Business this week
China’s stockmarkets had another turbulent week, with the Shanghai Composite index falling by 6.4% over one day to its lowest point in more than a year. The central bank injected $67 billion into the financial system to boost liquidity. It also continued to prop up the yuan, which is under pressure partly because of the large amount of capital that is flowing out of the country. Meanwhile, the government decided to reduce capacity in steelmaking, which could result in 400,000 job losses.
Italy, which has one of the highest rates of non-performing loans in Europe, struck a deal with the European Commission to help its banks sell off their bad debt. The government will provide guarantees to investors who buy the loans. The agreement comes after a dramatic fall in the share prices of Italian banks in recent weeks. See article.
Andrew Bailey, who oversees financial stability for the Bank of England, was selected by the government to head Britain’s Financial Conduct Authority, which regulates banks’ behaviour and integrity. His appointment comes after a six-month search for someone to replace Martin Wheatley, who was ousted by the Treasury last summer, in part because of his uncompromising approach towards wrongdoing in the City. Senior bankers generally welcomed Mr Bailey as someone who is tough but fair.
A jury in London found five former brokers not guilty of conspiring with Tom Hayes to manipulate LIBOR, the benchmark inter-bank interest rate. Mr Hayes was sentenced to prison last August.
American International Group said it would return $25 billion to shareholders, a move it hopes will rally shareholder support in the face of calls from activist investors, led by Carl Icahn, to split the insurance company in three.
Johnson Controls, a maker of car parts, agreed to merge with Tyco, which builds electronic security-systems. The $20 billion merger will allow Johnson to move its headquarters to Ireland, where Tyco has relocated its base, in order to lower its tax bill. The American Treasury had introduced rules last year to make such “inversion” deals harder after a political backlash. Tyco, which became entangled in a high-profile corporate scandal in 2002, will lose its name after the acquisition.
In Britain, where the generous tax arrangements enjoyed by multinationals has created a political kerfuffle, Google reached an agreement with British tax authorities in which it will pay £130m ($186m) in back taxes. This came after a lengthy investigation into whether the internet giant had coughed up all the taxes it should have over the past decade. The inquiry found that Google had not evaded tax, but critics allege that the deal was still too generous to the tech firm. See here and here.

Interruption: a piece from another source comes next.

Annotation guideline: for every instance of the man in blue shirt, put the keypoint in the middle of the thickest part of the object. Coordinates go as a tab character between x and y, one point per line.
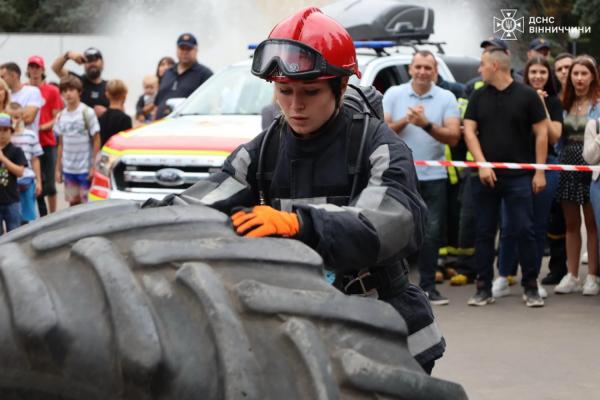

Facebook posted a quarterly profit of over $1 billion for the first time on the back of strong revenues from its ads on mobile devices.
DeepMind, a secretive artificial-intelligence company acquired by Google for $400m in 2014, announced that it had hit an AI milestone by developing a computer that can beat the best humans at Go, a complicated board game of East Asian origin. Such a feat had not been expected for years.